Font Size:  

Chapter 4

Giulia didn’t have much time to lose. She needed to begin perusing her uncle’s newspapers and search for a position so she might have a place to go once the injured man healed. Perhaps as a governess or companion. Or maybe she could find a position as a schoolteacher’s assistant close by.

Nearby would be ideal. She hadn’t money for travel anyway, and would like to remain in Devon, if she could manage it. For as many countries as she had visited, this was one area of the world she’d often dreamed of as she traveled from one place to the next. Her father’s stories hadn’t done the countryside justice; it was a far cry from the busy streets of London that she was used to—for they never left the metropolis during their brief stints in England.

Father would take her to all the ends of the earth, but he had staunchly refused to return to Halstead. To know the land and the people who raised her father was not a chance she would squander. She found herself grasping for any connection to him now.

Perhaps she could visit the shops and learn of a position that way. There had to be a village nearby. In fact, she knew there was. Gordley? Grandon? It started with a G, she remembered that much.

Giulia climbed the grand staircase and halted on the landing, where it split in two. The castle was quiet.
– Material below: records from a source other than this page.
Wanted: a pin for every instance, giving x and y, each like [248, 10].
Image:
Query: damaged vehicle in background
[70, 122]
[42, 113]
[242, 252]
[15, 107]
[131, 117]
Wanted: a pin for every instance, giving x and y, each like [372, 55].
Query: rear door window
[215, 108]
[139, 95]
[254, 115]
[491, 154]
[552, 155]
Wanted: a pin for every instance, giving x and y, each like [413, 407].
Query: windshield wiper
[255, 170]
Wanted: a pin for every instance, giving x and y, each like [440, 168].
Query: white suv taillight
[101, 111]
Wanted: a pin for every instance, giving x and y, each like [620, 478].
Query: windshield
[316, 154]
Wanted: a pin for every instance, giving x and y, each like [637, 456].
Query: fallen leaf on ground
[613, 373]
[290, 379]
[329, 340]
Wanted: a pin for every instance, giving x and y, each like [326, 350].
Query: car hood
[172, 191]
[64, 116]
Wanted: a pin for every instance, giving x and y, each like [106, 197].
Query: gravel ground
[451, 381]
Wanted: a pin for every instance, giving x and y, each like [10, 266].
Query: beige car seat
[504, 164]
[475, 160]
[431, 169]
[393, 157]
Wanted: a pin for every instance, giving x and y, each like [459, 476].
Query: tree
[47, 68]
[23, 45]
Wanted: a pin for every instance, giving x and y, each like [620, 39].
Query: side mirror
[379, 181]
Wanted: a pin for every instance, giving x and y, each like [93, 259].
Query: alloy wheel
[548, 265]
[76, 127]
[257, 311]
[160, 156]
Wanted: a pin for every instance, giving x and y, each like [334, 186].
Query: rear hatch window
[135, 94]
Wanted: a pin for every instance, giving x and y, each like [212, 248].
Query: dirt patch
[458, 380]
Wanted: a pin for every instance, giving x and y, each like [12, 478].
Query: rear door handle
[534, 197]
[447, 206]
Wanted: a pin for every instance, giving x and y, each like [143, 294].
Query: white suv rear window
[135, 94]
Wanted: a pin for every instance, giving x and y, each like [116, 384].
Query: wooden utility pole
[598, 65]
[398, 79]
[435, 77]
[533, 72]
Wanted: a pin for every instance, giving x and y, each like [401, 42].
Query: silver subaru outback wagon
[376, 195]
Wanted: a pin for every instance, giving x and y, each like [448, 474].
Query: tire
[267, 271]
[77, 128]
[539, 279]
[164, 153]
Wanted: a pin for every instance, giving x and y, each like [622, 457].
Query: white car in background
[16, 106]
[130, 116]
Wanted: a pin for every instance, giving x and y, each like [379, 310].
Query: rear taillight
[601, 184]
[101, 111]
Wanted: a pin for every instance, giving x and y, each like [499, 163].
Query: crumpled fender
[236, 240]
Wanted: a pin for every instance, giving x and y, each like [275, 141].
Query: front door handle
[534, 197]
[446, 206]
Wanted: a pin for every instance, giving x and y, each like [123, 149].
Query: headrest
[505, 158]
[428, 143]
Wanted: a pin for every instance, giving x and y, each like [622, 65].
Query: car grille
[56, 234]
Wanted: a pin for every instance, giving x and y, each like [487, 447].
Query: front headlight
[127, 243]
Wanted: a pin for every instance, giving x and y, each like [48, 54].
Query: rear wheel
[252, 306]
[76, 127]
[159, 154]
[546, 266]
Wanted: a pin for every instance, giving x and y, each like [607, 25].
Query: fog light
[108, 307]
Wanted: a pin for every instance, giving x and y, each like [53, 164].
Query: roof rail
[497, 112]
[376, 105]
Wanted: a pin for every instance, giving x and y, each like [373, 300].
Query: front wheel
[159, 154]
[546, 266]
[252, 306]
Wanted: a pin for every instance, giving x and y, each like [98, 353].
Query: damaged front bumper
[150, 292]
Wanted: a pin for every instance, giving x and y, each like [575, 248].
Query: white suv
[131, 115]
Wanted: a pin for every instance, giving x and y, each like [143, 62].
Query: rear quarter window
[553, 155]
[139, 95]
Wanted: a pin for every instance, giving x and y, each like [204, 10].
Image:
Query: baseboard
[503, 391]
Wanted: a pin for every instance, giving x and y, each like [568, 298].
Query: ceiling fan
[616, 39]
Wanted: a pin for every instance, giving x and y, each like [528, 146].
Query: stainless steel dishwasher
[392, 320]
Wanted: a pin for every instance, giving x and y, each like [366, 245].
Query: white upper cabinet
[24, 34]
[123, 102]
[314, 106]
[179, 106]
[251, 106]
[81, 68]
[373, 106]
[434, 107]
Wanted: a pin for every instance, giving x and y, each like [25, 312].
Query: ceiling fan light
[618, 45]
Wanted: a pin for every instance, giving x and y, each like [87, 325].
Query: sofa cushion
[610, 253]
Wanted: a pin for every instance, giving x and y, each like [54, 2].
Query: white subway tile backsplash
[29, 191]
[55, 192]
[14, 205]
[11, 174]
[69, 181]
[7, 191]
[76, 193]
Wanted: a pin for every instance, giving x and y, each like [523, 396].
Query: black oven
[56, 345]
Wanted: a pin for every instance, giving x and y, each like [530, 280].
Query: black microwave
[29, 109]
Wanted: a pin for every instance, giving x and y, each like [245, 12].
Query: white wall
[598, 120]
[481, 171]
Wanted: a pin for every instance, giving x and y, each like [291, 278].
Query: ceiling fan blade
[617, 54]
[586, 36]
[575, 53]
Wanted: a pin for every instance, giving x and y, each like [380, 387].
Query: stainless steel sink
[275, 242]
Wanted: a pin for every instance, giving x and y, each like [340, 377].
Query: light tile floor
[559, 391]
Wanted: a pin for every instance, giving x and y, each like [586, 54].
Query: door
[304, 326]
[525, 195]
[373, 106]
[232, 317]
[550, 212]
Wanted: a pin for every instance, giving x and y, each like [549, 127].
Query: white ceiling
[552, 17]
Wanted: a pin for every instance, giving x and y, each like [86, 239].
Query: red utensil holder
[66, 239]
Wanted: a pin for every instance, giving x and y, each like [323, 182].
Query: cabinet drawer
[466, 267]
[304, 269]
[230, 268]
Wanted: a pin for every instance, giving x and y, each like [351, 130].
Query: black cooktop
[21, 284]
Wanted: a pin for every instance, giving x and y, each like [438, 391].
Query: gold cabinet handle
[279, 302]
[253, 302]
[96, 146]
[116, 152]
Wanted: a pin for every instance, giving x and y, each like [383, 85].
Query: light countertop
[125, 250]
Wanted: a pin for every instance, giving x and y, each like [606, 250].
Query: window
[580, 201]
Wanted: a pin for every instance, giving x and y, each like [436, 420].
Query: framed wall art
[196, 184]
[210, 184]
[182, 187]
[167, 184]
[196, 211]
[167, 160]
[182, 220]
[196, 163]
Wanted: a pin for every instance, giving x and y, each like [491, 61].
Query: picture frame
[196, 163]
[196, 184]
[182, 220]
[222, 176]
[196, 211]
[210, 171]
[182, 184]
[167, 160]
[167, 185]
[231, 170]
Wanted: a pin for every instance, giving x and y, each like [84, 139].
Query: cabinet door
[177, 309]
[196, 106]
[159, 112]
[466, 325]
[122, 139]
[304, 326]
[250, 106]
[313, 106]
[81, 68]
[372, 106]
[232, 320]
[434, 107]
She tipped her head back, tracing the gray stone walls that rose on either side of her and met at the top far above. It was a sturdy house, prestigious enough for an earl. And yet, somehow the dignity and grandeur made the castle feel all the more lonely in its silence.

Drawing in a steadying breath, Giulia imagined her father as a boy, running up and down these very stairs. He should have been with her now. He should have been the person to show Giulia her ancestor’s home. But the earl and his anger had forbidden it while Patrick Pepper was alive, and now it was too late.

Questions filled Giulia’s mind. Lord Hart had not sent for her, but someone had.

Someonehad sent her a letter inviting her to Halstead Manor. She had wondered for a brief moment if the earl had written the letter but then decided to pretend otherwise, but he proved that theory false with his conversation in the study.

That left very few people that could have deceived her, and none of them made logical sense. Could it have been Wells? The man was an old family retainer. He had been at Halstead when her father was growing up—Giulia remembered his name from her father’s stories—only then he’d been a footman. Could Wells have written the letter in an effort to mend broken fences?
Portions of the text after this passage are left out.